German researchers discovered in 2004 that the regular experiment became an erratic mystery while observing the European Robin.
They would not orient themselves in a single direction. They would not hop in a direction. They were shut down. They were completely lost. Changing variables like food, light, cages…lots of things – didn’t do a thing according to biologist Henrik Mouritsen. For three years they tried to solve the mystery.
That’s when they realized they left out one important variable…an invisible one…
The electromagnetic noise coming from all the electronics on the nearby campus. They made a Faraday cage of sorts by using aluminum screens in the cages – the birds started jumping again.
After spending so many years and so much research just to correct a problem occurring with the original experiment, the sure results presented a new problem to biology and the environment at large.
We are absolutely sure that the effect is real.
That’s why now, the results could be published just today in the journal Nature. Scarily enough – the levels affecting the birds are 1,000 times below WHO guidelines. Being so immersed in electronics it is going to be a difficult task finding out which electronics are causing birds to lose their way.

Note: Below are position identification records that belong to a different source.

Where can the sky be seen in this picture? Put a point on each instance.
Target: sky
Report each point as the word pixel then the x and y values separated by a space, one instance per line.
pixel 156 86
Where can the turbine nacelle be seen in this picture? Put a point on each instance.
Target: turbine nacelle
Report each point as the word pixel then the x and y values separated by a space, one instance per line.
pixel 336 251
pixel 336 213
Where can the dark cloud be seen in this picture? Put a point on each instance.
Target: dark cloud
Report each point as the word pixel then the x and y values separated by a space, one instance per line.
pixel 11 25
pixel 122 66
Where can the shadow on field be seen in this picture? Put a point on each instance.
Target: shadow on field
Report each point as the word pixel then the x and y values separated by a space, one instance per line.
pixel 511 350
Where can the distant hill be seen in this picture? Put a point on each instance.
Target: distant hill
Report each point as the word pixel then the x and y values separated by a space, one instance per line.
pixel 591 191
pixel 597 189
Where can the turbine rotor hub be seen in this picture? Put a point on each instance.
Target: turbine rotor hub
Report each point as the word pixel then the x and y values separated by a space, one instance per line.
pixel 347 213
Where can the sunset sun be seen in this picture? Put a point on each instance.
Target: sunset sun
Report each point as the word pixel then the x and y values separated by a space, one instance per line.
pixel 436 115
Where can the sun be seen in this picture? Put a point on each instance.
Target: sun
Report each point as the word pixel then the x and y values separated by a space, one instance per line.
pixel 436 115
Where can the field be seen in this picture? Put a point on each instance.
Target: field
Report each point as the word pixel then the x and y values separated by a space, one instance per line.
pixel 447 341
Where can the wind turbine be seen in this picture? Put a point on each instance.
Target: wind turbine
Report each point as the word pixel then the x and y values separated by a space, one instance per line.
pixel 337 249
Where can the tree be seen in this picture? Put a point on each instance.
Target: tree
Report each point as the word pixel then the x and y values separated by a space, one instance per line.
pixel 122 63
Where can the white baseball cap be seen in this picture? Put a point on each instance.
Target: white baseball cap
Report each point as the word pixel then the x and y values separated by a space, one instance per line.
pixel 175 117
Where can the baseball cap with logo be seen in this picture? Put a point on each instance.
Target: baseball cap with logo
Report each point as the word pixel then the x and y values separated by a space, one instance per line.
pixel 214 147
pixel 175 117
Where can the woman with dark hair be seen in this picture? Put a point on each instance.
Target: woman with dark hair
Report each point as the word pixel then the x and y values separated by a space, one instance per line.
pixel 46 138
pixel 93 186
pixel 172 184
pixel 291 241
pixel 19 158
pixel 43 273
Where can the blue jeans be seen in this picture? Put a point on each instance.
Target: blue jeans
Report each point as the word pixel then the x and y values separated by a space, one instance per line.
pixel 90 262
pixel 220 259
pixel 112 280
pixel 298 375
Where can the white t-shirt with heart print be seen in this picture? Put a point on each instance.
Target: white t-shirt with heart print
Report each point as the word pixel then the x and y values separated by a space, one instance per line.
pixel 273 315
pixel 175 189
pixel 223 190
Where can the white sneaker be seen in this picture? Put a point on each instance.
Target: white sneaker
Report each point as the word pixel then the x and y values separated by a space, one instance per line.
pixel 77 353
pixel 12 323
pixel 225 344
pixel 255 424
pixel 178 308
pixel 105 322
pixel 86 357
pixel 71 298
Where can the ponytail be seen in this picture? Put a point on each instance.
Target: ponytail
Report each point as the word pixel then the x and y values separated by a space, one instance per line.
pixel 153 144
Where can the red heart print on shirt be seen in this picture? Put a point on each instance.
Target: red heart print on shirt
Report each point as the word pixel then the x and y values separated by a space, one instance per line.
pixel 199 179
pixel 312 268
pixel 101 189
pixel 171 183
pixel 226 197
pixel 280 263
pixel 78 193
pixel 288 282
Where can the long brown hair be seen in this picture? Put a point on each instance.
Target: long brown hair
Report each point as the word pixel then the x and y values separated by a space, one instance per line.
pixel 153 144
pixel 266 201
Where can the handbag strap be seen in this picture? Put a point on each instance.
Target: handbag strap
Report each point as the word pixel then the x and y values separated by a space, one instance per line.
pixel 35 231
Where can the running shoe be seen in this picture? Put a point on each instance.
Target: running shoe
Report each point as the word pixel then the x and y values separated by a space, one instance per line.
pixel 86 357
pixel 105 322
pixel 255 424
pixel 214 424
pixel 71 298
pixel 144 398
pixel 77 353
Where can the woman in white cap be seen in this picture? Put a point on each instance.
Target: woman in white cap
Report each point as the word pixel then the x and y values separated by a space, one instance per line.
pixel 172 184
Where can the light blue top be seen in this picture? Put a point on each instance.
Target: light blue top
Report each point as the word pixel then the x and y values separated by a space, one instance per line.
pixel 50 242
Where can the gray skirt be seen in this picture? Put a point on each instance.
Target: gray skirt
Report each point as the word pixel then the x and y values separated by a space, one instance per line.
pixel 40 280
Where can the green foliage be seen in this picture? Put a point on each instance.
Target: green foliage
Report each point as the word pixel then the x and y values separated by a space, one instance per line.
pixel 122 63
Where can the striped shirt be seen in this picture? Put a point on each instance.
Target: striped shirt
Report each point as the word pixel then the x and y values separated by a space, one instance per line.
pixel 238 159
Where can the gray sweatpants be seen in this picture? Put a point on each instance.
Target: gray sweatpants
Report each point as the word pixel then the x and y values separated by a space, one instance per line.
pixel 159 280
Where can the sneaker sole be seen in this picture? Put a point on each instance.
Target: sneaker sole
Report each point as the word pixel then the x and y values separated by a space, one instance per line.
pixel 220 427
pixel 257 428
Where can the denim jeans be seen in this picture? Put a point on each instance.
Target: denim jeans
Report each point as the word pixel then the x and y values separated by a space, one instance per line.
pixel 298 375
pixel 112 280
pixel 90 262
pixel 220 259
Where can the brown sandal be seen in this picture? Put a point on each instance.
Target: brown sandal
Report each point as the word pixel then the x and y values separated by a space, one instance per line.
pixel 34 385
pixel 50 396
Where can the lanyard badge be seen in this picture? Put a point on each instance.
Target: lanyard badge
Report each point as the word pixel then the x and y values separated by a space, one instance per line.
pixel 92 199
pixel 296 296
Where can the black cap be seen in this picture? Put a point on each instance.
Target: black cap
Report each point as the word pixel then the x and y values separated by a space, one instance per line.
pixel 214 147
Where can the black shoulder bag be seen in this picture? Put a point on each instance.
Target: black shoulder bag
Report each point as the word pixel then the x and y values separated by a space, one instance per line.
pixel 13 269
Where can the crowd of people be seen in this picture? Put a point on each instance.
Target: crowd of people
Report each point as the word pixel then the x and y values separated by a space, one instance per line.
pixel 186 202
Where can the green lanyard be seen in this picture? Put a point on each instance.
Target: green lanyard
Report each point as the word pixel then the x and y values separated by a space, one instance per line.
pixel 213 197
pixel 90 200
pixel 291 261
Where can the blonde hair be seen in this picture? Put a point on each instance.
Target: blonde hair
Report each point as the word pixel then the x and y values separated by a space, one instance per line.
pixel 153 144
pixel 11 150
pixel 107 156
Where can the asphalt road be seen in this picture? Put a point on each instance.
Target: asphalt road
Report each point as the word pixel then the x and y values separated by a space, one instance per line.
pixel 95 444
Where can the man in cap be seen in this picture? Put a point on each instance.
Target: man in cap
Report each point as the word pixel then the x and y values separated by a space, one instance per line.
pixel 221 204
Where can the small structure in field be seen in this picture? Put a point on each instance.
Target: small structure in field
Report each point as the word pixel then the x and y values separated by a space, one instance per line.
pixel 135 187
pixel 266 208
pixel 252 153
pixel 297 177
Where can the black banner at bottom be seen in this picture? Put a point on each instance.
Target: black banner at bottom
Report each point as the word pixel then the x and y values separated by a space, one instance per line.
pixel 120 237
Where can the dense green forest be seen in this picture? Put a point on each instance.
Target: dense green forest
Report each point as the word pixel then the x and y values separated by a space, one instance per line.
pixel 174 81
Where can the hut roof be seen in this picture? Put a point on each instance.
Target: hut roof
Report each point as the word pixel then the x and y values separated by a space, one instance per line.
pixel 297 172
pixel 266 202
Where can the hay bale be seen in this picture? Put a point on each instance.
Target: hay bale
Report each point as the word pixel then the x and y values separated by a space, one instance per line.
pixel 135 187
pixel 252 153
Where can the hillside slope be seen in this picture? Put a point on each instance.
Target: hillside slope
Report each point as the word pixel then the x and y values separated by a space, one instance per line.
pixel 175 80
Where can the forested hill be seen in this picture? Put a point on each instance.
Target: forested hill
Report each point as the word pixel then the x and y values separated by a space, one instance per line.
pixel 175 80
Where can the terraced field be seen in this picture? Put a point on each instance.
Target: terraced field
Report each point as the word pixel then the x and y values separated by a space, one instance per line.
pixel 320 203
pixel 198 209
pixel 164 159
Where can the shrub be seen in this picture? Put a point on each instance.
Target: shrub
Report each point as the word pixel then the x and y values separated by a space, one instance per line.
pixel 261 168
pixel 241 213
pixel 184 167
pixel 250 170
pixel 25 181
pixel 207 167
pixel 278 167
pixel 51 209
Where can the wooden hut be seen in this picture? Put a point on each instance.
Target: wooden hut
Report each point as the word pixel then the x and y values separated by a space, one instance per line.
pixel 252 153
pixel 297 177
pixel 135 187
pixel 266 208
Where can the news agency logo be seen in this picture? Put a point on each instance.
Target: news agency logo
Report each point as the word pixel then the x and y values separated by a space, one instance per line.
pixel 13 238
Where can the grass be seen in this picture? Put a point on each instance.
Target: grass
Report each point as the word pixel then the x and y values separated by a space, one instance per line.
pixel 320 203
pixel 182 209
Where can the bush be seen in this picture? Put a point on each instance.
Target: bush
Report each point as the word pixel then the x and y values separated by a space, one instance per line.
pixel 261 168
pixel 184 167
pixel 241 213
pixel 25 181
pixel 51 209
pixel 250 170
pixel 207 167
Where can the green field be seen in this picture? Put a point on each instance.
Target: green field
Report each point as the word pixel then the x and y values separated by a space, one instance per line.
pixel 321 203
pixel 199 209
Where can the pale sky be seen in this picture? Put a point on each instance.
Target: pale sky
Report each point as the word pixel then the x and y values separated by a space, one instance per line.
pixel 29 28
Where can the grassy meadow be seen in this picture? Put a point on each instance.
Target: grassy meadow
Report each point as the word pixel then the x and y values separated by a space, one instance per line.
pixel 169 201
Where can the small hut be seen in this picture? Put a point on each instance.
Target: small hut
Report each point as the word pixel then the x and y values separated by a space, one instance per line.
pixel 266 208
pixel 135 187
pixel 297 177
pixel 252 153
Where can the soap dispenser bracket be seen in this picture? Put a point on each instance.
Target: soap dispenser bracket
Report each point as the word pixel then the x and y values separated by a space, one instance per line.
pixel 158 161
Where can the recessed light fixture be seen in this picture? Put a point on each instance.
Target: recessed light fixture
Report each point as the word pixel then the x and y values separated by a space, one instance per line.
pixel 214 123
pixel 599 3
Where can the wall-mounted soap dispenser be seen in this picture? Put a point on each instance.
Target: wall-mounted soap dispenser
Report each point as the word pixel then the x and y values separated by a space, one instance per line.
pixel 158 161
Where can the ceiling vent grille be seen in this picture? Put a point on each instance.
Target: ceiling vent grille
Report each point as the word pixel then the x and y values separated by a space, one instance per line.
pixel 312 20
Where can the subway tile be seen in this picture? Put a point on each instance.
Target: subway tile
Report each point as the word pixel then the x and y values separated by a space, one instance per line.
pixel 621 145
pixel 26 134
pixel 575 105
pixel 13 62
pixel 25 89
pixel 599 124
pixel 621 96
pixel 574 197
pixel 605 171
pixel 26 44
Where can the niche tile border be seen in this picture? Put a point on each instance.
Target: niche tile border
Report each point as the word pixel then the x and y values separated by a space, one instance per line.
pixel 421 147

It could be anything that has to be plugged in.
So far, the bird disorientation only happens in large urban and industrial areas or learning campuses. And they ruled out power lines or cellphone signals because the frequencies they emit are too low and too high respectively. But the frequency band range most responsible is 2 kHz – 5 MHz, which would include AM radio, and all area electronic equipment. It is absolutely baffling news to the physicists who will say as Mouritsen recounts, “that can’t have any effect.”
But he didn’t dwell in the realm of conventional physics – he stepped it up a notch to quantum mechanics.
“Theoretical predictions suggest that [the disruption] might be an effect of electron spins.” Electromagnetic noise might be affecting electron spins in a molecule named cryptochrome, Mouritsen says — the eye protein that some scientists believe plays a pivotal role in avian magnetic orientation. This could cause the molecule’s chemical properties to change, and the birds to lose all sense of direction at night. But the theory, Mouritsen warns, is “unproven.”
The findings have fascinated other researchers but some say that it’s not that big of a deal and the bird can leave the urban area in any direction to gather its bearings. Mouritsen sees it as a growing problem of high electromagnetic radiation that could be reduced by some means.
So it’s not just a matter of adaptation. Do birds know to stay away from the city? Will they? Mouritsen doesn’t know but says, “I’m sure the birds would have been better off if one of their key compasses had never been disturbed.”
This certainly wouldn’t be the first time animal patterns have been “off” in recent years. It is commonly thought that bees, birds, dolphins and other animals are highly sensitive to electromagnetic radiation. So one would think a little more forethought would go into forays like Navy testing experiments around the world. While cell towers seem to be ruled out of the above experiment, they are certainly implicated for having a detrimental effect on mammals.
A couple years ago, I tried to make sense of all the dolphin deaths – like the ones that wound up off the shores of Peru. I speculated because I didn’t buy the theory that they just suddenly decided to do it and everyone followed the leader. That was a long time ago and thousands more have died under mysterious circumstances – yet “more research” is always needed.
No, the innate intelligence of animals is much too underestimated; much too disregarded. For the first time ever, they have lost their way.
But where will they go when there is no more room to adapt? Why should they be stretched to the brink of no more adaptation to begin with?